Google’s word2vec is one of the most widely used implementations due to its training speed and performance. Word2vec is a predictive model, which means that instead of utilizing word counts à la latent Dirichlet allocation (LDA), it is trained to predict a target word from the context of its neighboring words. The model first encodes each word using one-hot-encoding, then feeds it into a hidden layer using a matrix of weights; the output of this process is the target word. The word embedding vectors are actually the weights of this fitted model. To illustrate, here’s a simple visual:

Resource:

Content


LSTM demystified

Core Idea: The key to LSTMs is the cell state, the horizontal line running through the top of the diagram. The cell state is kind of like a conveyor belt. It runs straight down the entire chain, with only some minor linear interactions. It’s very easy for information to just flow along it unchanged.

The LSTM does have the ability to remove or add information to the cell state, carefully regulated by structures called gates. It has forget gate, input gate and output gate.

Forget Gate:

It controls how much old information (or old memory or state) you want to retain or not. $f_t\in(0,1)$ and thus it maintains a proportion of old memory.

Input Gate:

The next step is to decide what new information we’re going to store in the cell state. This has two parts.

  • First, a sigmoid layer called the “input gate layer” decides which values we’ll update.
  • Second, a tanh layer creates a vector of new candidate values, $\tilde{C}_t$, that could be added to the state. In the next step, we’ll combine these two to create an update to the state.

Cell Update:

We multiply the old state by ft, forgetting the things we decided to forget earlier. Then we add $i_t*\tilde{C}_t$. This is the new candidate values, scaled by how much we decided to update each state value.

Output Gate:

Finally, we need to decide what we’re going to output. This output will be based on our cell state, but will be a filtered version.

  • First, we run a sigmoid layer which decides what parts of the cell state we’re going to output.
  • Second, we put the cell state through tanh (to push the values to be between −1 and 1) and multiply it by the output of the sigmoid gate, so that we only output the parts we decided to.

Resource:

Content


Why the input/output gates are needed in LSTM?

Content


Vanishing Gradient Problem in general

source

What is vanishing gradient problem in RNN?

:bulb: The derivative $\frac{\partial h_{k}}{\partial h_1}$ ($\frac{\partial s_{t}}{\partial s_1}$ or $\frac{\partial C_{t}}{\partial C_1}$, all same) is essentially telling us how much our hidden state at time $t=k$ will change when we change the hidden state at time $t=1$ by a little bit…

If you don’t already know, the vanishing gradient problem arises when, during backprop, the error signal used to train the network exponentially decreases the further you travel backwards in your network.

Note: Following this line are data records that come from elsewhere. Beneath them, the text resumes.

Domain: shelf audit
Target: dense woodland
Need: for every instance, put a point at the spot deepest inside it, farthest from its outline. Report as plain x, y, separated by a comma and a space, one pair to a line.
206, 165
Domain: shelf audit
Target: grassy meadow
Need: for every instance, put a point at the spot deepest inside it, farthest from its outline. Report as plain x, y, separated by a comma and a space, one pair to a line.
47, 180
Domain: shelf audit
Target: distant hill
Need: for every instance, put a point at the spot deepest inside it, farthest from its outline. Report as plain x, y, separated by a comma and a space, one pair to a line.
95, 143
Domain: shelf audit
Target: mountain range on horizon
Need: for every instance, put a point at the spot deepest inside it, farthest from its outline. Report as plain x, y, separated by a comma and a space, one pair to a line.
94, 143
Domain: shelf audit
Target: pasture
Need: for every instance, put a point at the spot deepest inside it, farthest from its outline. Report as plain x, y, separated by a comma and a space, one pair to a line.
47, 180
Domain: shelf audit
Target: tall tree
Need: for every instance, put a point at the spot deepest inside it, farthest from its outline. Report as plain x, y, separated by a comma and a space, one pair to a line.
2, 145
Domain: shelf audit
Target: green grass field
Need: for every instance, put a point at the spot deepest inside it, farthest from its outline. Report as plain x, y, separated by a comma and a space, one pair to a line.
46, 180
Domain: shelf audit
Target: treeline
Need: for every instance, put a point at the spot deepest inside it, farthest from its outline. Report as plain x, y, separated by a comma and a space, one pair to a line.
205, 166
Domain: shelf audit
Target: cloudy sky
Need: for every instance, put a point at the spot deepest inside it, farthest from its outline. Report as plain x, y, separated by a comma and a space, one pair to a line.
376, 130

The effect of this is that the layers closer to your input don’t get trained.

To understand why LSTMs help, we need to understand the problem with vanilla RNNs. In a vanilla RNN, the hidden vector and the output is computed as such:

$h_t = tanh(W_Ix_t + W_Rh_{t-1})$
$y_t = W_Oh_t$

To do backpropagation through time to train the RNN, we need to compute the gradient of $E$ with respect to $W_R$. The overall error gradient is equal to the sum of the error gradients at each time step. For step $t$, we can use the multivariate chain rule to derive the error gradient as:

$ \frac{\partial E_t}{\partial W_R} = \sum^{t}_{i=0} \frac{\partial E_t}{\partial y_t}\frac{\partial y_t}{\partial h_t}\frac{\partial h_t}{\partial h_i}\frac{\partial h_i}{\partial W_R} $

Now everything here can be computed pretty easily except the term $\frac{\partial h_t}{\partial h_i}$, which needs another chain rule application to compute:

$ \frac{\partial h_t}{\partial h_i} = \frac{\partial h_t}{\partial h_{t-1}}\frac{\partial h_{t-1}}{\partial h_{t-2}}...\frac{\partial h_{i+1}}{\partial h_i} = \prod^{t-1}_{k=i} \frac{\partial h_{k+1}}{\partial h_k} $

Now let us look at a single one of these terms by taking the derivative of $h_{k+1}$ with respect to $h_k$ (where $diag$ turns a vector into a diagonal matrix):

$ \frac{\partial h_{k+1}}{\partial h_k} = diag(f'(W_Ix_i + W_Rh_{i-1}))W_R $

Thus, if we want to backpropagate through $k$ timesteps, this gradient will be :

$ \frac{\partial h_{k}}{\partial h_1} = \prod\limits_i^k diag(f'(W_Ix_i + W_Rh_{i-1}))W_R $

:bulb: $h_t$ is the hidden state, in other books or resource it’s also shown as $s_t$ or $C_t$. Thus $\frac{\partial h_{t+1}}{\partial h_t}$ is same as $\frac{\partial s_{t+1}}{\partial s_t}$ or $\frac{\partial C_{t+1}}{\partial C_t}$

As shown in this paper, if the dominant eigenvalue of the matrix $W_R$ is greater than 1, the gradient explodes. If it is less than 1, the gradient vanishes.2 The fact that this equation leads to either vanishing or exploding gradients should make intuitive sense. Note that the values of $f’(x)$ will always be less than 1. So if the magnitude of the values of $W_R$ are too small, then inevitably the derivative will go to 0. The repeated multiplications of values less than one would overpower the repeated multiplications of $W_R$ . On the contrary, make $W_R$ too big and the derivative will go to infinity since the exponentiation of $W_R$ will overpower the repeated multiplication of the values less than 1. In practice, the vanishing gradient is more common, so we will mostly focus on that.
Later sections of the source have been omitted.